ICS: legend or legacy

The authority of ICS evokes a legendary class of a few hundred who ruled over millions of Indians


Haroon Rashid Siddiqi July 24, 2021
The writer is a retired professional based in Karachi. He takes interest in current affairs and can be reached at haroonsiddiqi48@hotmail.com

The East India Company’s commercial voyages to India in the beginning of the 17th century were a precursor to the rising sun of the British empire. It then took more than 300 years to set. The small number of the company’s security outfit transformed into a mighty army and the mercantile jobs were redefined as the fabulous Indian Civil Service, better understood in short as ICS. The timeframe of this metamorphosis was long though. The army’s role remained that of the founding fathers while the ICS served as the guardians of the entire structure so cleverly crafted. As for the dwindling Mughal empire, the saga was a kind of self-imposed commercial subjugation that later turned into a militarised vanquishment of the entire Subcontinent.  

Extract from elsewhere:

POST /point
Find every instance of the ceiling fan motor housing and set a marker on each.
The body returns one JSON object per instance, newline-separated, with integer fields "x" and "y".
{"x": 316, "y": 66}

The majestic splendour and unfettered authority of ICS evokes a legendary class of a few hundred who ruled over millions of Indians and splendidly managed 11 provinces, many inhospitable tribal regions and some 250 districts. Not to forget the suzerainty over 584 princely states which were more or less independent but still under a British administrative bulwark. The first Indian to enter the echelon of an all-white dominated ICS was Satyendranath Tagore from Bengal (elder brother of Nobel laureate Rabindranath Tagore) who qualified the most coveted exam from London in 1863, despite it being thrown open to the Indians in 1855. But the insuperable challenges of an arduous sea journey from India to London with enough financial resources made the prospects quite daunting and bleak for an average Indian. The first Muslim to achieve this feat in London was Mohsin Tayabji from Bombay in 1887. Another Muslim, Abdullah Yusuf Ali, also from Bombay, earned a scholarship to study at Cambridge University where he excelled as a student. He sat the ICS exam in London in 1895, and joined the service. He had a very sad life but his glorious English translation of the Holy Quran, besides many other scholarly books he authored, will always keep his name alive. By the end of the 19th century, 12 Hindus and three Muslims were able to rub shoulders with the British ICS officers but certainly not without feeling daunted and discriminated.  

British historian Martin Wainwright noted that by the middle of 1880, “the basis of racial discrimination in the Subcontinent had solidified”. Ratnavelu Chetty of Madras fell victim to this horrific trait. Chetty had an outstanding educational pursuit in England with a bar at law from Lincoln’s Inn and a degree from Balliol College, Oxford University. Chetty cleared his ICS exam from London in 1876, and joined the elitist service. While serving as assistant commissioner in some region near his hometown in 1880, he shot himself at his residence one night as he could not bear the racial insult from his English boss, a district magistrate. Although the actual events that drove Chetty to take his own life in acute despair are shrouded in mystery but his self-esteem was grossly trampled which the young man could neither bear nor expunge from his heart and soul. It was not the physical bondage but the shackled Indian mentality that overstretched the British rule in India. So much glorification of the white-skinned ICS officers had spread that if an Indian ICS officer was posted to a field duty it was decried by the locals. The rulers of the large princely states always resented a local being posted as a British representative instead of a white officer.  

In the aftermath of the 1857 mutiny, the EIC rule came to an end and the entire political and administrative edifice passed on to the Crown but the subsidence of legal and moral authority had begun. However, the viceroy in India and the secretary of state in London were now more sensitised to Indian polity and their social aspirations. The process of Indianisation started taking roots. From 1922 onwards the ICS exams were simultaneously held in London and Allahabad. The venue was later moved to Delhi. It is worth noting that during the entire history of ICS intakes (1855 to 1943), the only Indian to have topped the combined exams was KPS Menon in 1922 from Allahabad, achieving this rare honour. The Islington Commission (1917), Montagu-Chelmford Commission (1918) and Lee Commission (1923) were all delegated with the task of gradually increasing the number of Indians in ICS for bridging the gap between the British and the Indians.  

It is amazing that at the time of Partition in 1947, the total number of ICS officers including all races and minorities was 980 only. The number of Muslims in ICS would have been dismally lower than 101 in 1947 (Hindus were 352 then) if Sir Alexander Phillips Muddiman had not moved a resolution in the Council of State in 1925, as its home member to reserve 25% share for Muslims through nomination. Such nominations were made among the Muslim candidates who qualified the exam but were unable to make it on merit. This balancing act was not out of love for the Muslims but reflected the policy of divide and rule.